As we first meet Rose Mary, she seems to be more of an absentee parent, choosing to spend her time painting even when her four children are left alone, unsupervised.  When a tragic accident occurs and Jeannette is taken to the hospital, we begin to see a much darker side to both of the elder Walls, that the children only begin to realize as they get older.  Mother’s desire for adventure and spontaneity is really a cover for her own issues.  She would use this personality trait to avoid all kinds of unpleasantness, even at times that she should choose to face it head on and advocate for her 3 daughters and son.  She and Rex are in love, but each of their demons also bring out the worst in each other, enabling their deficiencies, to the detriment of those closest to them.

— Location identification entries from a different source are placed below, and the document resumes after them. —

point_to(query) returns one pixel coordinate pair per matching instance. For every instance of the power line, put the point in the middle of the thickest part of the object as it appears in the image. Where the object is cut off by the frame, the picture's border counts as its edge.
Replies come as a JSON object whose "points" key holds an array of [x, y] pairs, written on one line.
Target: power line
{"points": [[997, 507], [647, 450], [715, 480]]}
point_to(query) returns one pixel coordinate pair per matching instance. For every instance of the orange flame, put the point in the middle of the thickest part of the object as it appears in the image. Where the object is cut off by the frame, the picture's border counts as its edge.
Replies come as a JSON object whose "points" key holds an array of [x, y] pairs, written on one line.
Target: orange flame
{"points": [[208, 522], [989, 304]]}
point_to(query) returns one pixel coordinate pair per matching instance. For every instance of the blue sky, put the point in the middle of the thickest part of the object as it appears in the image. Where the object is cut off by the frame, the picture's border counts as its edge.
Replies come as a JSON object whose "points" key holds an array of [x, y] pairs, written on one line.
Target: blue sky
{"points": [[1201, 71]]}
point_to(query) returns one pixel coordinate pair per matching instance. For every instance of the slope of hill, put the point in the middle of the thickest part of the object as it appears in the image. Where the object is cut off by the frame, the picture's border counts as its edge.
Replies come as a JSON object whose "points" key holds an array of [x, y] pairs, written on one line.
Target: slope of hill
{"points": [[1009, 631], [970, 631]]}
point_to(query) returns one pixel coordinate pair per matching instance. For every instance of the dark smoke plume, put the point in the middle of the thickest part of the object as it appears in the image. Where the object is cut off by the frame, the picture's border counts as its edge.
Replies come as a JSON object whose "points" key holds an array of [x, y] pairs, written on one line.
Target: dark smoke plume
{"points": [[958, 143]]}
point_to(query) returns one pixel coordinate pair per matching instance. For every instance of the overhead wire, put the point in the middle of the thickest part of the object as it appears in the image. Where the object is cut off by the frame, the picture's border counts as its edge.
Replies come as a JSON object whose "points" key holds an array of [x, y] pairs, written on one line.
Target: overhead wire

As the story vacillates back and forth between Jeannette’s past and current present, a rich and deeply layered story is uncovered that provides depth and meaning to Jeannette’s experiences.  It helps to demonstrate that even our darkest times can shape us positively if we respond to it with the strength and bravery that requires.  Jeannette must wrestle with running from who she is genetically, knowing that she will never escape that no matter how much she dresses up her outside self in the lifestyle she has chosen, and seeking to honestly embrace her past so as to hold on to what was good, and still seek to break the cycle of the more destructive tendencies she witnessed from her family growing up.

The cast of The Glass Castle is solid, with Larson, and Watts delivering strong performances.  Woody Harrelson is brilliant as Rex, and may find himself with another Oscar nomination for his portrayal of this deeply flawed man. Like the bigger-than-life Rex, Harrelson’s portrayal steals each scene as his portrayed personality sucks the air out of every room he enters, causing us, like Jeannette, to simultaneously being drawn to his charisma, and yet hating him for the cruelty he is capable of spewing the more he dives into the bottle.

The Glass Castle is another achievement for Destin Daniel Cretton, though it will not always be an easy film to watch.  With its PG-13 rating, more of an audience will have easier access to this film, but it does not mean that it will be something that every audience will want to watch as the themes are very heavy, and sometimes very dark. But like Jeannette’s troubled upbringing, humor is present and more importantly in contrast to the darkness, the light is always there.  It can be seen breaking through, in the cracks of such broken vessels, leading to a reckoning that we are able to witness as the credits begin to roll and video footage of the real life Walls family plays out for us, especially in the years following the what we see in the film, providing us a nice epilogue, and a fitting context for the portrayals we have just witnessed from the actors.